クリアチャンネルという米国最大のラジオ局ネットワークが、今、ウオール街の話題だ。同局はデジタルミュージックプレーヤーとか衛星放送に押され気味で、近年は世界中に100万箇所を越す屋外広告を運営して稼いでいた。そこにベインなどの大手買収ファンドが195億ドルの買収を仕掛けたのだが、それが頓挫しそうとWSJが報じた。この一件がなぜ話題になるかと言えば、昨日述べたヘッジファンドと同じような背景があるから。今日も日経朝刊に"国内に拠点を置く"買収ファンドが過去最大に、との記事が出ているが、今をときめくこの分野にも信用収縮の影響が色濃く出始めた例がこの一件なのだ。

一般的に買収ファンドは銀行団から融資を受け、ヘッジファンドと同じようにレバレッジをかけた資金で企業を買収する。ところが、クリアチャンネルについては、シティー、モルスタ、ドイッチェ、クレディスイスなどの銀行団が急に貸し渋り始めたのだ。もちろん理由はサブプライム発の信用不安=信用収縮。自動車ローン、クレジットカード、学生奨学ローン、商業用不動産とドミノのように拡大する現象、そしてディレバレッジが、こういう分野にも波及してきたのだ。

もうひとつの話題は、べアスタ本社に抗議デモの一団が乱入したこと。米国テレビ局も、しきりに現場中継を流していた。"べアスタより低所得者のサブプライムローン借り手を救済せよ"とのメッセージ。まぁ、ありがちな、おそらくactivist(扇動者)による仕掛けであろうが、もしべアスタ救済されずば、CDO市場は破たんし、金融危機が現実のものになっていたのだよ。その禍は米国全国民、否、全世界に及んでいたであろうことを考えるべきだね。bailout(救済)しなければwipeout(全滅)になっていたというコメントに◎!

ただし、今回の一連の救済措置で、FRBの全バランスシート9000億ドルの約半分に相当する4000億ドルが国債以外の債券となり、信用リスクに晒されるという事実も重い。ポールセン財務長官も昨日の会見で"FRBの財務体質も納税者も守らねばならぬ"と発言。時限措置とはいえ証券会社が担保として差し出した巨額の住宅関連債券などを抱えるFRBが発行する紙幣がドル。もし、その担保価値が毀損すればどうなるのか。ドル凋落の象徴的出来事と感じる。

なお、ヘッジファンド破たん統計が発表された。
2006年 83件 350億ドル(この年はアマランス91億ドル破たんがあった)
2007年 49件 186億ドル
そして、2008年は、すでに、66億ドルとのこと。

最後に金価格は950ドル台まで戻してきた。耐久財受注など、相変わらず悪いマクロ経済統計にドルが敏感に反応して売られ、原油は急騰という、おきまりの構図。

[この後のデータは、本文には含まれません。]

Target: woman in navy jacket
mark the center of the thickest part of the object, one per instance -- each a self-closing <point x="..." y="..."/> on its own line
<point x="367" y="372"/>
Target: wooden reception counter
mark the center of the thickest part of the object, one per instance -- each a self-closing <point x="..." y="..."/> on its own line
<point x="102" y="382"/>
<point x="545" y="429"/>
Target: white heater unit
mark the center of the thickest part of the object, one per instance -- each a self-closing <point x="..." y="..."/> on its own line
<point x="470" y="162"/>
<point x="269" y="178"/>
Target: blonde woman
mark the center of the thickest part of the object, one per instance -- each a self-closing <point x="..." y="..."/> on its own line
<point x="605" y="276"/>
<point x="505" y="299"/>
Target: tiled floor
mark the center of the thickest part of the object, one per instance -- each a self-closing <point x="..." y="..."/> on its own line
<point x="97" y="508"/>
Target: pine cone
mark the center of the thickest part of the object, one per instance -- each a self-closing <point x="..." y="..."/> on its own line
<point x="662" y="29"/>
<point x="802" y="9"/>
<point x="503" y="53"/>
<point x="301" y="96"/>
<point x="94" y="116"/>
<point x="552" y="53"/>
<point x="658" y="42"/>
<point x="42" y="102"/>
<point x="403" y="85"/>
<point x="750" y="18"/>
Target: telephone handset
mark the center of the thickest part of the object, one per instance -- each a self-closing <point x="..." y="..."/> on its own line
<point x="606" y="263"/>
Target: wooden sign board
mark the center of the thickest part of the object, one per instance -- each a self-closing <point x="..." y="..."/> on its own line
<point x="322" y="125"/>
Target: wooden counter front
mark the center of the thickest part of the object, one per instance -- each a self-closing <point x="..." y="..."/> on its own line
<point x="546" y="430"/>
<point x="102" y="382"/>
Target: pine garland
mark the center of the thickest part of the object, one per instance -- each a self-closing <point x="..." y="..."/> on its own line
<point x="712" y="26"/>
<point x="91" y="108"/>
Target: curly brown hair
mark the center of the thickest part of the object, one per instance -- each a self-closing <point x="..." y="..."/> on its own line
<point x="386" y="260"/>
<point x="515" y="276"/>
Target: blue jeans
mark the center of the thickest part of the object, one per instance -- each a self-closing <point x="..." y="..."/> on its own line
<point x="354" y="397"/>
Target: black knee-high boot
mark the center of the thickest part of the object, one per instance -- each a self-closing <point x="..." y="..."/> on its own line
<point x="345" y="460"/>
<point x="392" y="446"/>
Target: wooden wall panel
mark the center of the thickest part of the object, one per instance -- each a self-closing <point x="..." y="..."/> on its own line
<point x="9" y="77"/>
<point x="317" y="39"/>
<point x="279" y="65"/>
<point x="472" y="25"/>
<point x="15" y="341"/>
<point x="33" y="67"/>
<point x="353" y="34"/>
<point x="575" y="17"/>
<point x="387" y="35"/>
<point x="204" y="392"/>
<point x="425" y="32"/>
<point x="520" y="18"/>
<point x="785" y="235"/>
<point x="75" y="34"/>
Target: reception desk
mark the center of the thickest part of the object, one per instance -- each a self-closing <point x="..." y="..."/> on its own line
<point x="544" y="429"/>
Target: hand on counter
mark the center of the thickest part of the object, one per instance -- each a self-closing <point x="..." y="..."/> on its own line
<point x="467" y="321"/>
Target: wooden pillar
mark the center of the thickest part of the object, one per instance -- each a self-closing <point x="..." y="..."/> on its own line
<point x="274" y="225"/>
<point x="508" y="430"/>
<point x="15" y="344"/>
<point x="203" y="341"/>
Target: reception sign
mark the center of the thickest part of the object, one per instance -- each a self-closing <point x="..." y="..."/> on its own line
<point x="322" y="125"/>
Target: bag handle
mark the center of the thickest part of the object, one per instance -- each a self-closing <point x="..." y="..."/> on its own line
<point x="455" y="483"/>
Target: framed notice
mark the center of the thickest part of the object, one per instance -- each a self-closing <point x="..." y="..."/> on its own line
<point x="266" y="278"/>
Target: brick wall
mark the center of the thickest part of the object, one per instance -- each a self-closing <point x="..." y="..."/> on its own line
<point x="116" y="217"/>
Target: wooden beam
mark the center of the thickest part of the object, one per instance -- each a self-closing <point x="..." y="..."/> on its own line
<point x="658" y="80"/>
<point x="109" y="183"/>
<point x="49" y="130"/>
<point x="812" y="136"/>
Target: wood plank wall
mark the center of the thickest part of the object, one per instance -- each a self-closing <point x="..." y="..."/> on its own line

先週は一時900ドル寸前まで売り込まれたが、最近の傾向で、ワンツーパンチを喰ったあとの立ち直りが早い。早くもファイティングポーズを取って戦う構え。結局、マーケットがにわかに"しゅう雨"に見舞われても、膨張するマネー=過剰流動性が何もせずに屋内に引っ込み、"雨宿り"出来るはずもないのだよね。サブプライム豪雨はいつ止むかも知れず、と割り切り、鬼平ではないが"急ぎ働き"のため、濡れるのは覚悟で街中に飛び出してゆくのだ。